Bütün bu süreçte İran ne istiyor? Bu soruyu doğru cevaplamak için İran'ın güvenlik kaygılarını iyi anlamak gerekiyor. Nükleer program, İran için güvenlik alanını genişletmek ve derinleştirmek için kullandığı etkili bir araç. Her ne kadar nükleer enerji programı devrim öncesine ve Şah dönemine geri gidiyorsa da İran için bugünkü anlamı daha farklı. "Nükleer kulüp"e üye olmak demek, sadece uluslararası prestij ve ulusal gurur değil, aynı zamanda etkin ve caydırıcı bir güç olmak demek. İran'ın bu caydırıcılığı sadece İsrail'e karşı arzulamadığı ortada. İran'ın en büyük korkusu, İran-Irak Savaşı'na benzer bir durumla yeniden karşı karşıya gelmek.
İranlılar için devrim, üç ay gibi kısa bir sürede gerçekleştirilmişti. Oysa İran-Irak Savaşı tam sekiz yıl sürdü. Bir milyona yakın insan hayatını kaybetti.
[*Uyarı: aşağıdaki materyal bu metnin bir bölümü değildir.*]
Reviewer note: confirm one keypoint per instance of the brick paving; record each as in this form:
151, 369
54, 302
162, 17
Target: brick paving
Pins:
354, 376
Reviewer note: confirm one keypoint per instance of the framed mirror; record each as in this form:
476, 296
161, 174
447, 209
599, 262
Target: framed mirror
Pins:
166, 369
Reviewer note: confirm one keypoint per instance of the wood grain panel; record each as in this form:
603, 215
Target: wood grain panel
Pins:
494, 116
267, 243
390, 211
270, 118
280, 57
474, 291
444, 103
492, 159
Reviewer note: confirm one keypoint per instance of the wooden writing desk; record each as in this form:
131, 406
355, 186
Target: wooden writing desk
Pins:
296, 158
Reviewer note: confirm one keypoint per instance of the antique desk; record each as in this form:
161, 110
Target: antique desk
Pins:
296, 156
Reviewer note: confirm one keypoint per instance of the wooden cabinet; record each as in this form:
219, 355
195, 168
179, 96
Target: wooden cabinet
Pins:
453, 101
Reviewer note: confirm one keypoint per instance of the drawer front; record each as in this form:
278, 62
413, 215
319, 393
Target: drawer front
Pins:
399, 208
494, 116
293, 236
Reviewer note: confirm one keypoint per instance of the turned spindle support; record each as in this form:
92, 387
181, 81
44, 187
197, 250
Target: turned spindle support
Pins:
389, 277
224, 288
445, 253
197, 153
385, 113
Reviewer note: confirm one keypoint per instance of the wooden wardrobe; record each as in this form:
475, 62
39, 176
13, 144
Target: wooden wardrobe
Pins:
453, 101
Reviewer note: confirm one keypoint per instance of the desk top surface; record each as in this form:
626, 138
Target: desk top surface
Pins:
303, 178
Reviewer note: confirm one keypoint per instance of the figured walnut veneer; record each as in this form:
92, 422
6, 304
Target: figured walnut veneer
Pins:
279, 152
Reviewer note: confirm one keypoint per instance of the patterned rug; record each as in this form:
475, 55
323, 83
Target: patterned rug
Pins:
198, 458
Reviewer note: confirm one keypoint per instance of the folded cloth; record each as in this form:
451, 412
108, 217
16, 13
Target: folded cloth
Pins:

Bugün İran stratejisini oluşturan kadroların hepsi devrimi fiilen görmemiş olabilir; ama tamamı İran-Irak Savaşı'na katıldı. İran'ın Irak'ta bir Şiî iktidarını garanti altına almaya çalışması, mezhebî hamasetten çok, bu stratejik kaygıya dayanıyor: Irak'ta iktidara gelebilecek bir Sünnî güç tarafından tehdit edilmemek. İsrail'in Ortadoğu'nun tek nükleer gücü olması da İran'ın güvenlik alanını genişletmesi için elverişli bir ortam sunuyor. İran için 2000'li yıllardaki hedef nedir? "Pragmatist" Rafsancani, "barış güvercini" Hatemi ve "şahin" Ahmedinejad'dan sonra İran'ın yeni başkan profili ne olacak? İki yıl sonra yapılacak İran başkanlık seçimlerinden, bu profillerden hangisi galip çıkacak? Bu soruların cevabı, İran ile ABD arasındaki "büyük pazarlığın" nasıl gelişeceğine bağlı olacak.